Seseorang dengan kelekatan aman cenderung memiliki persepsi yang positif terhadap dirinya, sehingga ia mampu menerima diri, menghargai orang lain, dan memiliki keyakinan dan kepercayaan terhadap diri dalam menghadapi masalah dan kehidupan di masa yang akan datang (dalam Baron dan Byrne, 2005). Sedangkan seseorang yang memiliki kelekatan takut menghindar cenderung membentuk konsep diri yang negatif. Seseorang yang memiliki kelekatan ini memiliki persepsi negatif terhadap diri dan orang lain, menghindari relasi yang dekat dengan orang lain, dan merasa tidak dicintai. Orang dengan kelekatan ini kurang mengenali dirinya dengan baik, memandang secara kaku terhadap diri maupun orang lain. Jenis kelekatan yang ketika yaitu kelekatan terpreokupasi. Seseorang dengan kelekatan ini cenderung memiliki pandangan negatif terhadap diri dan mengembangkan harapan positif yang berlebihan terhadap orang lain untuk mengurangi perasaan cemas, kurang memiliki kepercayaan terhadap orang lain. Jenis kelekatan yang keempat yaitu, kelekatan menolak.

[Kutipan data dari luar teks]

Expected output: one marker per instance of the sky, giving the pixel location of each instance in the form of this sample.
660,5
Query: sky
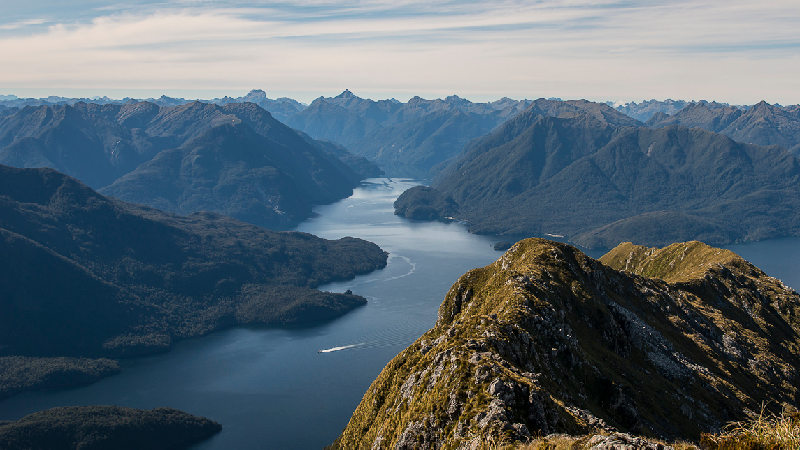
733,51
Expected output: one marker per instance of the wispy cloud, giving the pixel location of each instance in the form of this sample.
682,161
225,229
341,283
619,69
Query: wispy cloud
731,50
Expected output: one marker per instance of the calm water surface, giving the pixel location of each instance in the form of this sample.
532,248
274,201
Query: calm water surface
272,388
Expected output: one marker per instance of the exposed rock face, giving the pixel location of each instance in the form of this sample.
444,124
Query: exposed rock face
547,340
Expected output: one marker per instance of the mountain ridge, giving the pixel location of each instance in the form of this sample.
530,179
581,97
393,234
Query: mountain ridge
547,340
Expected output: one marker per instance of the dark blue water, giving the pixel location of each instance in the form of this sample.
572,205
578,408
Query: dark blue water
272,388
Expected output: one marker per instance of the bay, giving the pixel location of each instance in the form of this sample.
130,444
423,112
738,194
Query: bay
296,388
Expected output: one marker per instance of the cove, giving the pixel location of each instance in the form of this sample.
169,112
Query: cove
296,388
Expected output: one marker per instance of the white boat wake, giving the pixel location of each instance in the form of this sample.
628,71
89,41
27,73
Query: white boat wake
336,349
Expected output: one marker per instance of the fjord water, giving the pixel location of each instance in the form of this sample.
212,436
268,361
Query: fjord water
273,388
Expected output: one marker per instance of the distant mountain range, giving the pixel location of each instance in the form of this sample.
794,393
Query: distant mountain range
598,177
281,108
235,159
404,139
643,111
87,275
761,124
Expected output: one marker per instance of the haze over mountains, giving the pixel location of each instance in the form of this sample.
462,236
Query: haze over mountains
665,343
588,172
405,139
86,275
762,124
273,178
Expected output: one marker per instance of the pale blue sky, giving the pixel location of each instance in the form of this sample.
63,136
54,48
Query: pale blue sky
729,50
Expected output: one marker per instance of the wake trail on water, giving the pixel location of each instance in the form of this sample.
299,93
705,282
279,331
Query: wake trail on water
412,267
399,336
338,349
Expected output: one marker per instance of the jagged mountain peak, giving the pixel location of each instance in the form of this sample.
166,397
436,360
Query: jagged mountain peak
346,94
548,340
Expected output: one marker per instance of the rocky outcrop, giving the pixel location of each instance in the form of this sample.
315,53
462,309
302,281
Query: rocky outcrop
664,343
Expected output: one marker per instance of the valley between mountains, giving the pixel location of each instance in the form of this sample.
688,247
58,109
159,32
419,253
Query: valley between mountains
129,227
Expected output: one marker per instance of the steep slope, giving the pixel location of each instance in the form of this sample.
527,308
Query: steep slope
103,144
405,139
762,124
600,182
103,427
89,275
88,141
235,171
548,340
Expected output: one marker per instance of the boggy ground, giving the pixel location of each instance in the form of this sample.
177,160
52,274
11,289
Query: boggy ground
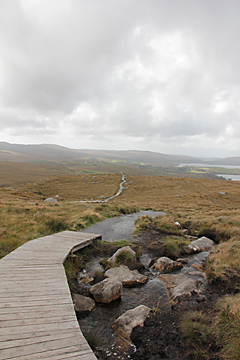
161,336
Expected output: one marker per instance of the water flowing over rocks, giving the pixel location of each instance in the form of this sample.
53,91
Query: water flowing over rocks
126,276
202,244
82,304
125,323
106,291
164,264
123,250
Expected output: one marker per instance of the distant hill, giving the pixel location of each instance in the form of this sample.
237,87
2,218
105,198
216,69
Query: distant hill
56,153
22,163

seseorang yang memiliki kelekatan ini cenderung memiliki harga diri yang rendah, mengembangakan penilaian negatif terhadap orang lain dan menghindari interaksi secara langsung.
Berdasarkan uraian di atas, dapat disimpulkan bahwa kelekatan yang dimiliki seseorang memiliki peran penting dalam membentuk konsep diri. Kelekatan sebagai representasi mental diri berkaitan dengan representasi diri seorang anak. Sikap dan pandangan orang tua dalam membentuk kelekatan menjadi cerminan model diri yang di bentuk oleh remaja dengan orang tua dalam membentuk dan mengembangkan konsep diri dan membentuk evaluasi positif atau gambaran diri positif di masa dewasa. Konsep diri sebagai gambaran diri seseorang mempengaruhi bagaimana cara seseorang dalam memandang dirinya dan sosialnya, serta mempengaruhi kemampuan individu dalam penyesuaian diri dengan lingkungan sosialnya. Remaja yang mengalami penolakan atau pengabaian dari orang tua akan membentuk dasar penolakan terhadap diri, sehingga anak cenderung membentuk gambaran diri negatif. Hal itu akan dipahami oleh remaja sebagaimana sepantasnya dirinya diperlakukan oleh lingkungan. Oleh sebab itu, kelekatan memiliki peran yang besar dalam membentuk konsep diri remaja.